A americana Heidi Levine recebeu o primeiro Prêmio Anja Niedringhaus pela coragem no fotojornalismo. A premiação foi criada pela International Women’s Media Foundation, baseada em Washington, em memória à fotógrafa alemã da AP Anja Niedringhaus, que morreu em 2014 enquanto trabalhava no Afeganistão.

Baseada em Jerusalém há mais de 30 anos, Levine cobriu, além do conflito entre israelenses e palestinos, as revoluções no Egito, na Síria e na Líbia assim como a atuação de militares americanas estacionadas no Iraque.

Em entrevista à DW, ela se diz honrada com o prêmio que acaba de receber e que quer continuar mostrando o lado humano da guerra em suas fotografias. “Tento encontrar imagens por trás do conflito e mostrar as pessoas que são afetadas por ele.”

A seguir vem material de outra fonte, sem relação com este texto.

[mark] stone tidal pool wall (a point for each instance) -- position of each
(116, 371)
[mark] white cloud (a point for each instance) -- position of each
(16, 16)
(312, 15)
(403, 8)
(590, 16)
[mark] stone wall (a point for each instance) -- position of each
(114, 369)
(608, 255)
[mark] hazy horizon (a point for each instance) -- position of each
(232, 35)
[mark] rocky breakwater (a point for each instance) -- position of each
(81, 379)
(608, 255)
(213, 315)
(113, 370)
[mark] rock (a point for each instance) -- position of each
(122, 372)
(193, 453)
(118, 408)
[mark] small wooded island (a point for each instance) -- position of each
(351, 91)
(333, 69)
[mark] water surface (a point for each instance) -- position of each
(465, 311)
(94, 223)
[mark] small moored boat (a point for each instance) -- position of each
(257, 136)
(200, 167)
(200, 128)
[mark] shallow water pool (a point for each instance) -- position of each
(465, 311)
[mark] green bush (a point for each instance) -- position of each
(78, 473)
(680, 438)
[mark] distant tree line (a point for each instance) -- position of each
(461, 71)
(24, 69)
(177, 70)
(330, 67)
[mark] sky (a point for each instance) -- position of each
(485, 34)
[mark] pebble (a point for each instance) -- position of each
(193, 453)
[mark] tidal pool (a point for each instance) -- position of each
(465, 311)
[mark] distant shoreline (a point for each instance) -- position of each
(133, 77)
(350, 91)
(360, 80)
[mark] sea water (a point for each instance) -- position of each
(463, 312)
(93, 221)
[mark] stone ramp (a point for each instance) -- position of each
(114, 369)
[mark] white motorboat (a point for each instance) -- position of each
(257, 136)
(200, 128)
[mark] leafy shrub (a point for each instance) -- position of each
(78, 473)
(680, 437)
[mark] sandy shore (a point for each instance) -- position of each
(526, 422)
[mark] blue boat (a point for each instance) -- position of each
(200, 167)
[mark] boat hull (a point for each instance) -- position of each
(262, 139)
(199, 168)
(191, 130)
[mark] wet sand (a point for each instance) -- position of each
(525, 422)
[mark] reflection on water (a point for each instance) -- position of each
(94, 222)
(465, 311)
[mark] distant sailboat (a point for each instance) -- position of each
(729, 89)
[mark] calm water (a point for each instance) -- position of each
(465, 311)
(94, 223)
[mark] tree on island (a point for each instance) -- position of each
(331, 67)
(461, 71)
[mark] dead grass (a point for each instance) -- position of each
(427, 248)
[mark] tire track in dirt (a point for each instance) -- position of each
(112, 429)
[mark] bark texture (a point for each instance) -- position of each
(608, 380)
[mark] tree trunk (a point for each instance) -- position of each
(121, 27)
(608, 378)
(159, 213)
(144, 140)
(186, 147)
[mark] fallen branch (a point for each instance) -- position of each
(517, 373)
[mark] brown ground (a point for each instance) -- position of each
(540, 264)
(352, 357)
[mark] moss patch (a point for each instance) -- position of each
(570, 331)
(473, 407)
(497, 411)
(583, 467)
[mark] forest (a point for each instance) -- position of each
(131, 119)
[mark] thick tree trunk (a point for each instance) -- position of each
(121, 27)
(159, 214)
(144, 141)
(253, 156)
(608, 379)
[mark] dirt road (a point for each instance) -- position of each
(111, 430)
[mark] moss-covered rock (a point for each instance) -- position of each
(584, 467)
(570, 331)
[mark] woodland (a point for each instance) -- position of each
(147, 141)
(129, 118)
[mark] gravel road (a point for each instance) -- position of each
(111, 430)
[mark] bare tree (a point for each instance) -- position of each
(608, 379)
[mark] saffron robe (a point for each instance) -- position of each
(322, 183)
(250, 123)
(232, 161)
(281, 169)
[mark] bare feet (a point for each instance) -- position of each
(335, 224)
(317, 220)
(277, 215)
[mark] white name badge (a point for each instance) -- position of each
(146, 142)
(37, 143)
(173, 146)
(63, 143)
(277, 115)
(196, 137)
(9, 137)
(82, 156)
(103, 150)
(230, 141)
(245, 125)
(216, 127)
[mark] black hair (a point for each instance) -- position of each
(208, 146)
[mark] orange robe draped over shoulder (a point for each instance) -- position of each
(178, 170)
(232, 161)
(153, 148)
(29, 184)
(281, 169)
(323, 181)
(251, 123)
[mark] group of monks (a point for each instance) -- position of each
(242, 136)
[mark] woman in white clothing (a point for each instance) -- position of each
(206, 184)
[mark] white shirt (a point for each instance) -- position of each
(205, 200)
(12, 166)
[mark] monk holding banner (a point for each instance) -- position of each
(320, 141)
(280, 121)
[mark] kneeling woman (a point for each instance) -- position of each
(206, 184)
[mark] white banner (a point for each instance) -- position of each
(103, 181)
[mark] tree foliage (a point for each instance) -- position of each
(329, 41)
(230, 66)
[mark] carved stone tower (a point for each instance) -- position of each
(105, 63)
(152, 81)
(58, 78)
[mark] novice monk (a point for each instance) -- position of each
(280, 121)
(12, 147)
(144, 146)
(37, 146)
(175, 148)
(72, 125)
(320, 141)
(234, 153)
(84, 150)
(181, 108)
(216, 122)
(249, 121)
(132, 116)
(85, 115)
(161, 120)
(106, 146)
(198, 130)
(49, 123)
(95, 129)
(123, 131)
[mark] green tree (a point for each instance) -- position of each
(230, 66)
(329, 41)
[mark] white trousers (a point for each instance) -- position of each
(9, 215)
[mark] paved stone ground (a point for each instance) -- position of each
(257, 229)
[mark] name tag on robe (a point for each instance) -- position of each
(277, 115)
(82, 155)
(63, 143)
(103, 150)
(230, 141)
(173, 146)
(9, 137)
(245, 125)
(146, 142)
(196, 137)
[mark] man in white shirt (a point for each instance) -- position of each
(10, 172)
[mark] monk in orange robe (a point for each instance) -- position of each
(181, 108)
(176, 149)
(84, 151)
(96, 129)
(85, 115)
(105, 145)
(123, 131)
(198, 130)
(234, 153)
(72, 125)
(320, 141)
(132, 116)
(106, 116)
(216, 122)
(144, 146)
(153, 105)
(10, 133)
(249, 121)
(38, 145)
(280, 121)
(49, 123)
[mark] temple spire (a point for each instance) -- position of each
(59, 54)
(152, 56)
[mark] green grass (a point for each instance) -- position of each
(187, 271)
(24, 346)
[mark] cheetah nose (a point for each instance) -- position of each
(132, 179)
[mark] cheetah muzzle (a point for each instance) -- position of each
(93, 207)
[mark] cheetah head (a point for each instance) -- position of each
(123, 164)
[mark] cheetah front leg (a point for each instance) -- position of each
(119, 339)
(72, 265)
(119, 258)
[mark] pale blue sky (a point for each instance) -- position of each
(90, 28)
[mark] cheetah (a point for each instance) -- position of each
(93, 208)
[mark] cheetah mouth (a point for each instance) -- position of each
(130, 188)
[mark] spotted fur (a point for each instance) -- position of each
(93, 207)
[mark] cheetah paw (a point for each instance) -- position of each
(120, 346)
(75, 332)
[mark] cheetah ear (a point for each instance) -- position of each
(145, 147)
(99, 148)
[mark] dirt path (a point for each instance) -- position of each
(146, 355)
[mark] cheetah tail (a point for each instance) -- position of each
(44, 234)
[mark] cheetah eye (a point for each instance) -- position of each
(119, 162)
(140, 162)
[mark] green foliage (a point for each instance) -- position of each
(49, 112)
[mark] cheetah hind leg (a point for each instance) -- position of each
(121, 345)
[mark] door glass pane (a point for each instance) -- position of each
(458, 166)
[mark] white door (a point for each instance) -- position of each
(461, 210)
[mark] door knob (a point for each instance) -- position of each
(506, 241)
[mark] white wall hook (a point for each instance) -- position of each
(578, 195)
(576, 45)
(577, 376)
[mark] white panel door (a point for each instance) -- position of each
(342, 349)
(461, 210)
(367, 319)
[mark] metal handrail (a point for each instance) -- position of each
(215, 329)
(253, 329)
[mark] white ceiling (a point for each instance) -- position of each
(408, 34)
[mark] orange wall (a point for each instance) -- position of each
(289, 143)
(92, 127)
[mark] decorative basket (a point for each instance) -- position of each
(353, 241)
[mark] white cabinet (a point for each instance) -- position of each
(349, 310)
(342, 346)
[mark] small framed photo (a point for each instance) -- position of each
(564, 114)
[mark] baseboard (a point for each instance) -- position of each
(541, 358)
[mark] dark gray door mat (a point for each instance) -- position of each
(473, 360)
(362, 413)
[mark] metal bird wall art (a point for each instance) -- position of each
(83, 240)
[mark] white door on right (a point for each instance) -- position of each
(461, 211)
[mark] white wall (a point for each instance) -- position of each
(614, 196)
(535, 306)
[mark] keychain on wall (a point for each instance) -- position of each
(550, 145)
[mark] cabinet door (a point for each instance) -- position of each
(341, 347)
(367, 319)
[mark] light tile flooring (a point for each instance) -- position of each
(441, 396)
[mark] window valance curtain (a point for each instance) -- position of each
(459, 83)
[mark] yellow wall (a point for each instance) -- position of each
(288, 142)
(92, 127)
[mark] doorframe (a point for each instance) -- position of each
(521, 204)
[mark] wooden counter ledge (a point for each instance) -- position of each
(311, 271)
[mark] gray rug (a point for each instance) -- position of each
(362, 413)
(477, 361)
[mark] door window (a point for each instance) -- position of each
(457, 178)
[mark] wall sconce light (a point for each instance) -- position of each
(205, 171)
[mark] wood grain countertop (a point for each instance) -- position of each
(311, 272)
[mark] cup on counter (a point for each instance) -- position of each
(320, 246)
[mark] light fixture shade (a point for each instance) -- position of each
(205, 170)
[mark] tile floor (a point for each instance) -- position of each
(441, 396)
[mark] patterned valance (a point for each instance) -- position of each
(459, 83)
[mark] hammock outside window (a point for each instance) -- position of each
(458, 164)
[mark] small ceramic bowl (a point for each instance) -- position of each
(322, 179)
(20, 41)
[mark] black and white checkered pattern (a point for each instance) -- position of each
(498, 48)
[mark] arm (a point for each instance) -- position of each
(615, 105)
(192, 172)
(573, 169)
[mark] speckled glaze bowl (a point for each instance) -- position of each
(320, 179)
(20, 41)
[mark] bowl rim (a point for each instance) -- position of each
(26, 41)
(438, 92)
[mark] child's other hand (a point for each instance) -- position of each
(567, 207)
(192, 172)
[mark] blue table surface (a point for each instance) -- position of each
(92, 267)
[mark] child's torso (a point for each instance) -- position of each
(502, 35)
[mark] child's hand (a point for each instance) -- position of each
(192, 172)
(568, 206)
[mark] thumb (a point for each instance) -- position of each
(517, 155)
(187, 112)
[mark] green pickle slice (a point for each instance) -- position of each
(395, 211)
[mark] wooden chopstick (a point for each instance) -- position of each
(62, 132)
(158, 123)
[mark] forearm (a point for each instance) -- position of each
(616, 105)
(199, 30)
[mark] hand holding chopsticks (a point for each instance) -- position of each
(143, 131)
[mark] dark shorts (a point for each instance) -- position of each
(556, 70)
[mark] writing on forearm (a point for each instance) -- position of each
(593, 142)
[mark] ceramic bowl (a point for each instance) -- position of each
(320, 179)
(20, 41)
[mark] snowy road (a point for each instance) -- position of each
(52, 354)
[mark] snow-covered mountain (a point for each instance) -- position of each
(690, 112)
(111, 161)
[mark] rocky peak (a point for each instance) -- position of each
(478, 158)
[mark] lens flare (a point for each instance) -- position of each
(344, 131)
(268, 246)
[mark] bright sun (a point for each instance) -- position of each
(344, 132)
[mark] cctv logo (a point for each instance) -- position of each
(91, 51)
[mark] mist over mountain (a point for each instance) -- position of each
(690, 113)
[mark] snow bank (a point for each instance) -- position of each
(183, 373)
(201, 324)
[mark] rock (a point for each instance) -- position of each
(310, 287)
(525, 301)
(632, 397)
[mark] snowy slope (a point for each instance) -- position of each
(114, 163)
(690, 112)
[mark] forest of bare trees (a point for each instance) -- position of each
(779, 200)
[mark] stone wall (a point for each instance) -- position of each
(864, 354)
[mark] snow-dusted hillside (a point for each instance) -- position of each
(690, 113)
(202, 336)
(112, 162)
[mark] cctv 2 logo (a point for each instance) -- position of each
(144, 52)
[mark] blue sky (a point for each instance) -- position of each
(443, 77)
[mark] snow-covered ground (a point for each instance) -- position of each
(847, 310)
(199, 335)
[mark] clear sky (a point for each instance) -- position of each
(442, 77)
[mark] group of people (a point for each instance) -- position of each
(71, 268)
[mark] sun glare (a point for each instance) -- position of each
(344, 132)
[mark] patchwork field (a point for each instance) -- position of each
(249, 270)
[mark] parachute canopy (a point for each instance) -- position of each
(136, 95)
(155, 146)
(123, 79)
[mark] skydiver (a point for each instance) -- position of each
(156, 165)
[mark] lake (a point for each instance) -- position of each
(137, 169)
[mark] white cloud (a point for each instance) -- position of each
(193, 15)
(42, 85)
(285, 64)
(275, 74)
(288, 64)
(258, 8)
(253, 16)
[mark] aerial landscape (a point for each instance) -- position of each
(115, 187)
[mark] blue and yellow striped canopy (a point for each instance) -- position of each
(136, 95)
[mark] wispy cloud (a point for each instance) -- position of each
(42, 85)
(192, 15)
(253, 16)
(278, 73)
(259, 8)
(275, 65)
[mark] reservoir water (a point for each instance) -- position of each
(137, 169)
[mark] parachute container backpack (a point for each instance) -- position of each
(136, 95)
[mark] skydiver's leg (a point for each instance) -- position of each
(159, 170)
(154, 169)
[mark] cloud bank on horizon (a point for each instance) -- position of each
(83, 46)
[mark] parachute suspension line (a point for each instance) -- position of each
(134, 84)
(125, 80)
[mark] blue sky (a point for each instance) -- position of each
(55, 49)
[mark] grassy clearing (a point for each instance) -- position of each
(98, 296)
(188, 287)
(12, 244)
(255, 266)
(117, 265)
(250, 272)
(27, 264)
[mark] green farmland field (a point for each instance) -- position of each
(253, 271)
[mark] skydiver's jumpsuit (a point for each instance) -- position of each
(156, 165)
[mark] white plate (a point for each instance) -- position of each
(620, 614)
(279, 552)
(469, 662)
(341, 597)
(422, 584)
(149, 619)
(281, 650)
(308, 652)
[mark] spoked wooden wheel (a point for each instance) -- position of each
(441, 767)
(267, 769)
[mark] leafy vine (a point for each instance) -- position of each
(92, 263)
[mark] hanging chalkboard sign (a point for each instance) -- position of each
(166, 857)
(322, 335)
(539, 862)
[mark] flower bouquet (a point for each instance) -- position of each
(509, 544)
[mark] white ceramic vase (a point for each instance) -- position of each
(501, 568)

Mãe de três filhos, ela diz que, com o tempo, em vez de se acostumar com mortes, ferimentos e violência, ficou mais sensível a esses temas.

DW: Você começou sua carreira como repórter de guerra em Israel em 1983 e, a princípio, planejava ficar só um ano. Mais de 30 anos depois, você ainda vive em Jerusalém. Cobrir o conflito no Oriente Médio tornou-se uma missão de vida?

Heidi Levine: Sim, acredito que sim, apesar de eu ter coberto e ainda cobrir outras regiões. Mas o conflito no Oriente Médio determinou minha vida profissional. Tudo começou com uma vaga na agência Associated Press em Israel, que deveria durar apenas um ano. Mas no mesmo período, me tornei mãe. Eu estava no começo da carreira, mesmo assim, conseguia documentar a guerra e voltar para casa pontualmente para o jantar. Não é fácil desempenhar esse trabalho e ter uma família ao mesmo tempo.

DW: Seu trabalho como fotógrafa de guerra é muito perigoso. Por que você se manteve fiel a ele?

HL: Acho que sou boa no que faço. É verdade que guerra não é o único tema que cubro, mas de alguma maneira meus temas sempre estão ligados a guerra ou conflito. As fotos não são tiradas sempre na linha de frente. Também tento encontrar imagens por trás do conflito e mostrar as pessoas que são afetadas por ele.

Quero mostrar os custos humanos do conflito. No passado, era possível alegar não saber de nada. Hoje não dá mais para dizer isso. Quero que minhas fotos provoquem uma reação e que algo mude através delas.

DW: Como você lida com morte, ferimentos e violência?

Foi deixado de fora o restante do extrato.